I’m writing a 1D convolution kernel. This is my initial code
__global__ void conv1d(const float *A, const float* B, float *C, size_t N, size_t K) {
const int tid = threadIdx.x;
float res[COARSE_FACTOR] = {0};
const int index = tid + blockIdx.x * BLOCK_SIZE * COARSE_FACTOR;
const int COARSE_BLOCK_SIZE = BLOCK_SIZE * COARSE_FACTOR;
__shared__ float sA[COARSE_BLOCK_SIZE * 2], sB[COARSE_BLOCK_SIZE * 2];
const int offset = -((int)K / 2);
int a_index, b_index;
for (int i = 0; i < (K + COARSE_BLOCK_SIZE - 1) / COARSE_BLOCK_SIZE; i++) {
b_index = i * COARSE_BLOCK_SIZE + tid;
a_index = index + offset + i * COARSE_BLOCK_SIZE;
if (i == 0) {
for (int j = 0; j < COARSE_BLOCK_SIZE; j += BLOCK_SIZE) {
int base_index = j + tid;
int pos0 = a_index + j;
sA[base_index] = (pos0 >= 0 && pos0 < N) ? A[pos0] : 0;
}
for (int j = 0; j < COARSE_BLOCK_SIZE; j += BLOCK_SIZE) {
int base_index = j + tid + COARSE_BLOCK_SIZE;
int pos0 = a_index + j + COARSE_BLOCK_SIZE;
sA[base_index] = (pos0 >= 0 && pos0 < N) ? A[pos0] : 0;
}
} else {
for (int j = 0; j < COARSE_BLOCK_SIZE; j += BLOCK_SIZE) {
int base_index = tid + j;
sA[base_index] = sA[base_index + COARSE_BLOCK_SIZE];
int pos = a_index + COARSE_BLOCK_SIZE + j;
sA[base_index + COARSE_BLOCK_SIZE] = (pos < N) ? A[pos] : 0;
}
}
for (int j = 0; j < COARSE_BLOCK_SIZE; j += BLOCK_SIZE) {
int pos = b_index + j;
sB[tid + j] = (pos < K) ? B[pos] : 0;
}
__syncthreads();
for (int k = 0; k < COARSE_FACTOR; k++) {
for (int j = 0; j < COARSE_BLOCK_SIZE; j++) {
res[k] += sA[j + k * BLOCK_SIZE + tid] * sB[j];
}
}
__syncthreads();
}
for (int j = 0; j < COARSE_BLOCK_SIZE; j += BLOCK_SIZE) {
if (index + j < N)
C[index + j] = res[j / BLOCK_SIZE];
}
}
The code uses thread coarsening, where each thread calculates COARSE_FACTOR
results with stride BLOCK_SIZE
. I then modified the code so that each thread calculates COARSE_FACTOR
consecutive results:
// New code for calculating results
for (int k = 0; k < COARSE_FACTOR; k++) {
for (int j = 0; j < COARSE_BLOCK_SIZE; j++) {
res[k] += sA[j + k + COARSE_FACTOR * tid] * sB[j];
}
}
// New code for saving calculated results
for (int j = 0; j < COARSE_FACTOR; j++) {
int index = COARSE_BLOCK_SIZE * blockIdx.x + tid * COARSE_FACTOR + j;
if (index < N)
C[index] = res[j];
}
To my surprise, the modified code run around 50% faster on my device (RTX 3060).

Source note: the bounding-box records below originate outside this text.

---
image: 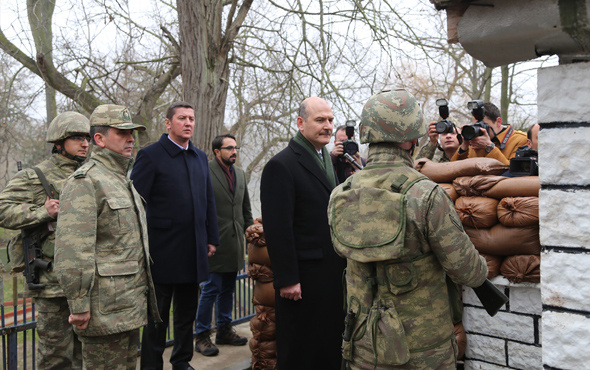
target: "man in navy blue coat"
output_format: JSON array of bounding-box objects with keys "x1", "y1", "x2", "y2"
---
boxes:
[{"x1": 131, "y1": 102, "x2": 219, "y2": 369}]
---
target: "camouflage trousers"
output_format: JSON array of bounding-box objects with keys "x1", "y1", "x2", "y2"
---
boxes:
[
  {"x1": 80, "y1": 329, "x2": 139, "y2": 370},
  {"x1": 35, "y1": 297, "x2": 82, "y2": 370},
  {"x1": 346, "y1": 335, "x2": 459, "y2": 370}
]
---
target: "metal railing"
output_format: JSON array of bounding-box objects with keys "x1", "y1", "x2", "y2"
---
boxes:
[{"x1": 0, "y1": 269, "x2": 255, "y2": 370}]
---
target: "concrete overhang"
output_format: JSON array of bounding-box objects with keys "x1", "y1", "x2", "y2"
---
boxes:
[{"x1": 431, "y1": 0, "x2": 590, "y2": 67}]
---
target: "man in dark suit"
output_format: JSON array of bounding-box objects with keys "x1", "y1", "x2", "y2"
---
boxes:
[
  {"x1": 131, "y1": 102, "x2": 219, "y2": 369},
  {"x1": 195, "y1": 134, "x2": 253, "y2": 356},
  {"x1": 260, "y1": 97, "x2": 346, "y2": 370}
]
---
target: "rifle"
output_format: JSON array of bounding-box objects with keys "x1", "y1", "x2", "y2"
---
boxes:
[
  {"x1": 17, "y1": 161, "x2": 55, "y2": 290},
  {"x1": 473, "y1": 279, "x2": 508, "y2": 316}
]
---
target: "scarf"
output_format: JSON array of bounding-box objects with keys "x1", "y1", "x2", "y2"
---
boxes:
[{"x1": 293, "y1": 131, "x2": 336, "y2": 188}]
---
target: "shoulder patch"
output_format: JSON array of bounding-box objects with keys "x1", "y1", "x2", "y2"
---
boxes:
[{"x1": 73, "y1": 163, "x2": 94, "y2": 179}]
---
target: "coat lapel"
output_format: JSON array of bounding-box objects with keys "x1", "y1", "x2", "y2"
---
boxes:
[
  {"x1": 289, "y1": 140, "x2": 332, "y2": 193},
  {"x1": 209, "y1": 159, "x2": 238, "y2": 199}
]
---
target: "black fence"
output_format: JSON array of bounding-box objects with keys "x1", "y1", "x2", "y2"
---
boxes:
[{"x1": 0, "y1": 270, "x2": 255, "y2": 370}]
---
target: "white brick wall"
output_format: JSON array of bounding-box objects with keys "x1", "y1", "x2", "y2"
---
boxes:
[
  {"x1": 540, "y1": 63, "x2": 590, "y2": 369},
  {"x1": 463, "y1": 276, "x2": 543, "y2": 370}
]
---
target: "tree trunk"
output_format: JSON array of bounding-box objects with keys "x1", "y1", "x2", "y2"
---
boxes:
[
  {"x1": 500, "y1": 65, "x2": 510, "y2": 123},
  {"x1": 176, "y1": 0, "x2": 252, "y2": 158}
]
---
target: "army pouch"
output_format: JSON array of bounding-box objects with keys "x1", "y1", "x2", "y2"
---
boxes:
[
  {"x1": 328, "y1": 175, "x2": 413, "y2": 263},
  {"x1": 342, "y1": 301, "x2": 410, "y2": 368},
  {"x1": 6, "y1": 233, "x2": 25, "y2": 272}
]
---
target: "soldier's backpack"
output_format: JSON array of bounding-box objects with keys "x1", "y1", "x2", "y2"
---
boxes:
[
  {"x1": 6, "y1": 167, "x2": 55, "y2": 272},
  {"x1": 328, "y1": 166, "x2": 433, "y2": 368}
]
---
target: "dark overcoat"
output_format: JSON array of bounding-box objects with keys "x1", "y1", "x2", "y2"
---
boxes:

Profiling two codes above with ncu
results in following:
Initial code:
Registers Per Thread register/thread 242
Block Limit Registers block 8
Block Limit Shared Mem block 12
Theoretical Active Warps per SM warp 8
Theoretical Occupancy % 16.67
Achieved Occupancy % 16.14
Achieved Active Warps Per SM warp 7.75
And the modified code:
Registers Per Thread register/thread 40
Block Limit Registers block 48
Block Limit Shared Mem block 20
Theoretical Active Warps per SM warp 16
Theoretical Occupancy % 33.33
Achieved Occupancy % 31.22
Achieved Active Warps Per SM warp 14.99
The modified code somehow reduces the register usage to 40 regs/thread, which also leads to increased occupancy. I also notice that if I increase the COARSE_FACTOR
in the modified code pass a certain threshold (10 on my device, which I think is dictated by the maximum shared memory per MP), the registers usage jump to 255 regs/thread.
Can someone explain what is this behavior? And where I can read more about it. Thank you.